I’ve stopped over-explaining myself which often gets mistaken for indifference. These days, I let people think what they want, mostly because their version of me was never accurate anyway. That’s not arrogance; it’s self-preservation. I’d rather be misread than betray myself for the sake of appearing digestible.

***I Still Catch Myself Performing***

The old instincts sneak back. Sometimes I soften my tone unnecessarily or package my words in bubble wrap to keep others comfortable. It’s not fake, it’s conditioning. Yet, now I notice, I pause and I return to myself faster. That’s progress worth respecting.

***Humour Has Become My Buffer***

Instead of shaming myself for every old reflex, I laugh. When the people-pleaser tries to crawl back, I greet her like, “Oh, you again? Adorable.” She doesn’t get the steering wheel anymore. Humour lets me stay compassionate with myself without romanticising the past.

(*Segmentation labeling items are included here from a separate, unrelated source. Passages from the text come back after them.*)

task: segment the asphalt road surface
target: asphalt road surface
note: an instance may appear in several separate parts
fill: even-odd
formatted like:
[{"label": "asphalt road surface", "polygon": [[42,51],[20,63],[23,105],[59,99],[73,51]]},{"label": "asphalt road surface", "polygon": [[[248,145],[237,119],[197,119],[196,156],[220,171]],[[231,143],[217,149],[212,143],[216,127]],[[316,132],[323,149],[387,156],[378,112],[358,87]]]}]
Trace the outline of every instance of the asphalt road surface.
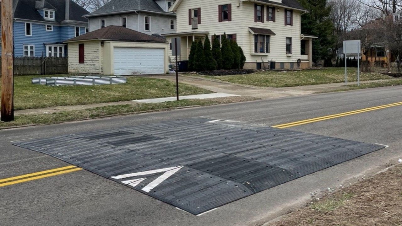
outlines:
[{"label": "asphalt road surface", "polygon": [[[263,100],[0,131],[0,179],[69,166],[11,141],[199,117],[272,126],[402,101],[402,87]],[[402,157],[402,105],[288,129],[390,146],[196,216],[84,170],[0,187],[4,225],[254,225]],[[365,176],[363,176],[365,175]]]}]

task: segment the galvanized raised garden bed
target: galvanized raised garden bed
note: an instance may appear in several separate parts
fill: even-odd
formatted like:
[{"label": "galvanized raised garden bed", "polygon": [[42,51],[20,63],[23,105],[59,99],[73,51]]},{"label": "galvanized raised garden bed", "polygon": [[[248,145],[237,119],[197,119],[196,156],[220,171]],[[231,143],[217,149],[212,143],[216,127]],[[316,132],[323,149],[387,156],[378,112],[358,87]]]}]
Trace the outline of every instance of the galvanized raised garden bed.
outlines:
[{"label": "galvanized raised garden bed", "polygon": [[33,84],[45,84],[51,86],[106,85],[125,83],[127,82],[126,78],[116,76],[53,77],[34,78],[32,79]]}]

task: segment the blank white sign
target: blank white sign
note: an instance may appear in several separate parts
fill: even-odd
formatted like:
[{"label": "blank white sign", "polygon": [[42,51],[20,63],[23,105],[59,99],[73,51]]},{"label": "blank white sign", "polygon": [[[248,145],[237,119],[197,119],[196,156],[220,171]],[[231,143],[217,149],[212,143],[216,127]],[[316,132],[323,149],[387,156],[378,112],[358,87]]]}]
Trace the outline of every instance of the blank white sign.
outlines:
[{"label": "blank white sign", "polygon": [[343,41],[343,53],[357,54],[361,53],[360,40]]}]

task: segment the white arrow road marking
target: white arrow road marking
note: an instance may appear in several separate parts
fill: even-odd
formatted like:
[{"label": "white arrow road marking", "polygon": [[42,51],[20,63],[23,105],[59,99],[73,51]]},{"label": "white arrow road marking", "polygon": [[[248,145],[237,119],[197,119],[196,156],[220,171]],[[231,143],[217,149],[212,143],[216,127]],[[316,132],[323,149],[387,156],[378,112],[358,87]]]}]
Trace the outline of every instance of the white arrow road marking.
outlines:
[{"label": "white arrow road marking", "polygon": [[[142,176],[143,175],[148,175],[148,174],[153,174],[157,173],[164,172],[164,173],[158,177],[158,178],[156,178],[152,181],[150,183],[147,185],[147,186],[144,187],[142,189],[143,191],[146,192],[149,192],[151,190],[154,189],[160,183],[162,183],[165,180],[168,178],[170,176],[174,174],[176,172],[180,170],[180,169],[182,168],[183,168],[183,166],[177,166],[169,167],[163,169],[149,170],[143,172],[123,174],[114,177],[111,177],[111,178],[113,178],[114,179],[121,179],[127,177],[135,177],[137,176]],[[121,181],[121,182],[123,184],[128,185],[129,186],[133,187],[138,185],[139,183],[141,183],[141,182],[146,179],[146,177],[137,178],[137,179],[124,181]]]},{"label": "white arrow road marking", "polygon": [[226,123],[239,123],[242,122],[238,121],[233,121],[232,120],[224,120],[223,119],[216,119],[215,120],[212,120],[211,121],[209,121],[206,122],[206,123],[222,123],[222,122],[226,122]]}]

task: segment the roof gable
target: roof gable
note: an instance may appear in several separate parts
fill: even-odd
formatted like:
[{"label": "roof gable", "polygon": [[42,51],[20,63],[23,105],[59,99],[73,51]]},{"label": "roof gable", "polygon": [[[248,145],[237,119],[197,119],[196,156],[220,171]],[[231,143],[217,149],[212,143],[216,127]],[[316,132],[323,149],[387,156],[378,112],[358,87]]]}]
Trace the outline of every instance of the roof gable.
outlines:
[{"label": "roof gable", "polygon": [[[39,2],[38,3],[38,2]],[[37,9],[40,7],[57,10],[55,13],[55,22],[61,23],[65,20],[66,2],[64,0],[14,0],[14,18],[32,21],[46,21],[39,13]],[[48,7],[52,7],[54,8]],[[70,0],[69,20],[76,21],[88,22],[82,16],[88,13],[88,11]]]},{"label": "roof gable", "polygon": [[121,26],[110,25],[64,41],[101,40],[164,43],[164,39],[150,35]]},{"label": "roof gable", "polygon": [[[169,11],[175,12],[177,9],[177,7],[182,2],[185,0],[177,0],[172,7],[169,9]],[[250,2],[265,2],[267,4],[273,5],[280,6],[285,8],[288,8],[299,10],[302,11],[307,11],[296,0],[282,0],[282,3],[274,2],[270,0],[250,0]]]},{"label": "roof gable", "polygon": [[111,0],[99,9],[86,16],[95,16],[136,10],[173,14],[162,9],[154,0]]}]

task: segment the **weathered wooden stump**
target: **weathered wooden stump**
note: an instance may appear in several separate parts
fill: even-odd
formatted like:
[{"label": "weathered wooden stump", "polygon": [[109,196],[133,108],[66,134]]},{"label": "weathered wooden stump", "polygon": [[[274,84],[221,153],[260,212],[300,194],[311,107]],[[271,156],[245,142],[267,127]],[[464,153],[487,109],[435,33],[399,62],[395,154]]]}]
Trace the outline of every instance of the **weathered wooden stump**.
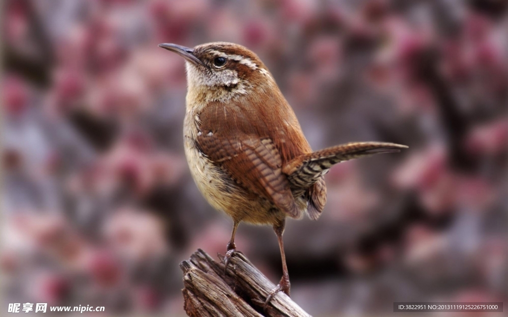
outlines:
[{"label": "weathered wooden stump", "polygon": [[275,286],[241,253],[231,258],[224,271],[224,257],[217,263],[201,249],[180,264],[185,311],[191,317],[228,316],[310,317],[279,292],[266,310],[265,300]]}]

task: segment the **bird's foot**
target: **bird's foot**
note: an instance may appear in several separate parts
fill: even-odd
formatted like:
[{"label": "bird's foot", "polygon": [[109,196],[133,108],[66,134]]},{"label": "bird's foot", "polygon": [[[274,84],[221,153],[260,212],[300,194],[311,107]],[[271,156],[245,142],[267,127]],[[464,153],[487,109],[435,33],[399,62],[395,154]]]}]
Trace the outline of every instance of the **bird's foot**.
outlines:
[{"label": "bird's foot", "polygon": [[291,284],[289,283],[289,276],[286,274],[283,275],[282,278],[280,279],[280,281],[279,282],[279,284],[275,288],[272,290],[268,293],[268,296],[266,297],[266,300],[265,301],[265,305],[263,306],[263,309],[265,310],[266,310],[266,307],[268,307],[268,304],[270,303],[270,302],[273,298],[273,296],[281,291],[289,296],[290,287]]},{"label": "bird's foot", "polygon": [[228,251],[226,253],[226,255],[224,256],[224,272],[226,273],[228,270],[228,265],[229,265],[230,259],[232,258],[235,254],[236,253],[236,249],[228,249]]}]

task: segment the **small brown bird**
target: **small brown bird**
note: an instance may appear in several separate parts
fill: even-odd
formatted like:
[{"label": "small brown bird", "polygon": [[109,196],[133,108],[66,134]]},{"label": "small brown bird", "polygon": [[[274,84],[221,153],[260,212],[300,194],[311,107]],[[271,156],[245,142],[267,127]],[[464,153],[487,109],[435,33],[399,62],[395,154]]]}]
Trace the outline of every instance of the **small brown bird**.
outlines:
[{"label": "small brown bird", "polygon": [[286,217],[313,220],[326,202],[323,175],[334,164],[398,152],[393,143],[357,142],[312,152],[293,109],[257,55],[237,44],[161,47],[186,59],[183,124],[187,161],[208,202],[233,218],[225,262],[236,251],[241,221],[273,226],[283,275],[267,298],[290,295],[282,233]]}]

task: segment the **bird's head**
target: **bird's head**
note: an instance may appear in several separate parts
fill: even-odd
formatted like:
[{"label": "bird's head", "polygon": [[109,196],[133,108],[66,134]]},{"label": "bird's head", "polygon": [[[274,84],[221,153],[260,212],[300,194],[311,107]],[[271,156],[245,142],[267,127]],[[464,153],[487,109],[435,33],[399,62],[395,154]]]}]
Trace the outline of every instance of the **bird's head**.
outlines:
[{"label": "bird's head", "polygon": [[224,100],[248,94],[273,79],[259,57],[233,43],[214,42],[194,48],[164,43],[159,46],[186,60],[188,90],[207,95],[208,100]]}]

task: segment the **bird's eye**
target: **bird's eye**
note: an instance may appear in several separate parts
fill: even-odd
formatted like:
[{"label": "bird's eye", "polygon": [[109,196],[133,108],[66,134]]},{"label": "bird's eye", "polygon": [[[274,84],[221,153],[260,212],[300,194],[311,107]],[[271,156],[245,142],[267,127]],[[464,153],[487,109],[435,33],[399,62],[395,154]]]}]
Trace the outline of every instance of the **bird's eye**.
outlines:
[{"label": "bird's eye", "polygon": [[226,63],[226,58],[224,57],[215,57],[213,60],[213,64],[218,67]]}]

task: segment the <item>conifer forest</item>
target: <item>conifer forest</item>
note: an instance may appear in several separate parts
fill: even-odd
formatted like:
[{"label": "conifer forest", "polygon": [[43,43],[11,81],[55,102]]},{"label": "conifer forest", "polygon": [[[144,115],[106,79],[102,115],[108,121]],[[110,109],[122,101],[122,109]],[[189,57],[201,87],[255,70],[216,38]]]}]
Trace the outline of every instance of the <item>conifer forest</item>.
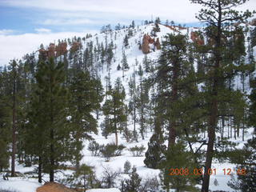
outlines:
[{"label": "conifer forest", "polygon": [[0,192],[256,191],[256,7],[187,2],[0,65]]}]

***Becoming Requires Space***

I’m not aiming for some flawless “final form.” I just want to stop abandoning myself. That doesn’t make me superior; it makes me someone finally unwilling to trade authenticity for temporary peace. Of course, some find that threatening. Yet, people who have thrived on your compliance will always call your boundaries “coldness.” Their story isn’t mine to correct.

***If I’m the Villain, Let Me Choose the Costume***

Do I have a superiority complex? Hardly. What I have is a messy, evolving relationship with my own worth after years of being told I was too much, not enough, then too much again. I’m not strutting around believing I’m above others. I’m simply trying not to lose the self I fought to reclaim. If that makes me the villain, I’ll accept the role. This time, though, it’s not for their narrative, it’s for mine. (And yes, the cape stays.)